Hailing from the University of Michigan, Erin Kashawlic is a senior earth
systems science engineering major with a concentration in climate physics.
Erin joined Professor Vonder Haar and research scientist John Forsythe
researching different data assimilation schemes. Operational forecast centers
are starting to rely more upon data assimilation in order to produce more
accurate forecasts that are based on current observations. As of present, the
transform scheme is used most widely. It minimizes the cost function with
respect to ln(x), as opposed to x, and then changes it back to the x space to
complete the new forward run. It also takes the observations and considers them
to be in the ln(x) space.
Fletcher and Zupanski (2006,2007) have developed the mixed DA system in which
the minimzation as well as the observations are kept in the x space. With this,
there is no need to convert into a different space, thus retaining more
information, which is used to produce, in theory, a more accurate forecast.

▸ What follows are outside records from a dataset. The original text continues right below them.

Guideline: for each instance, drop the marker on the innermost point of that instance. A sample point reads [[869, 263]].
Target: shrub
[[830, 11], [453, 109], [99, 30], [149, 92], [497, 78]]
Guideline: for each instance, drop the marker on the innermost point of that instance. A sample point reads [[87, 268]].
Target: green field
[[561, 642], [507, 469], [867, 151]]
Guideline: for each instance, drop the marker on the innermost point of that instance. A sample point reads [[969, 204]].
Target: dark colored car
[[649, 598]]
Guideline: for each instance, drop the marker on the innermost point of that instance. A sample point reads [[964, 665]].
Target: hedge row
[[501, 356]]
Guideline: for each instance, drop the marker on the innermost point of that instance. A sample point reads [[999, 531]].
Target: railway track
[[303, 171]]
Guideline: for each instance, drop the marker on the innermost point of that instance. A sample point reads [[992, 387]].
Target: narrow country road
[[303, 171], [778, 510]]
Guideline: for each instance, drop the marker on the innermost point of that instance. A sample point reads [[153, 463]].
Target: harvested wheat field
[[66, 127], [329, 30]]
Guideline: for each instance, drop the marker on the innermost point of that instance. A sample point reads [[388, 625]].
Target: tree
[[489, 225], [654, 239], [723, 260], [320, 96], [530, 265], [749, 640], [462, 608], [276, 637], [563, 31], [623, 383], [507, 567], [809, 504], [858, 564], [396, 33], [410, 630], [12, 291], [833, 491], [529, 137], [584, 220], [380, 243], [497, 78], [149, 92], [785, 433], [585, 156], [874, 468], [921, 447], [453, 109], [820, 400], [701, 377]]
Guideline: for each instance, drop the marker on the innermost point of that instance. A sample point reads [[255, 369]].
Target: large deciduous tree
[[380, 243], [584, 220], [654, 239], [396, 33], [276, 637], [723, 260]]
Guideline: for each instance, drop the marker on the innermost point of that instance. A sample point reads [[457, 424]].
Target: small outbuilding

Erin looked at the short-, medium- and long-term forecasts with each scheme and
compared the differences to the true solution both for small and large
observational errors. In the short- and medium-term forecasts, either scheme
shows similar results, though mixed showed smaller peak amplitudes. In the
long-term, however, either scheme is very chaotic. As more cycles are produced
though, the mixed scheme becomes more accurate. Her research poster,
A comparison between mixed and transform data assimilation schemes on short-,
medium-, and long-term forecasts (5MB PDF).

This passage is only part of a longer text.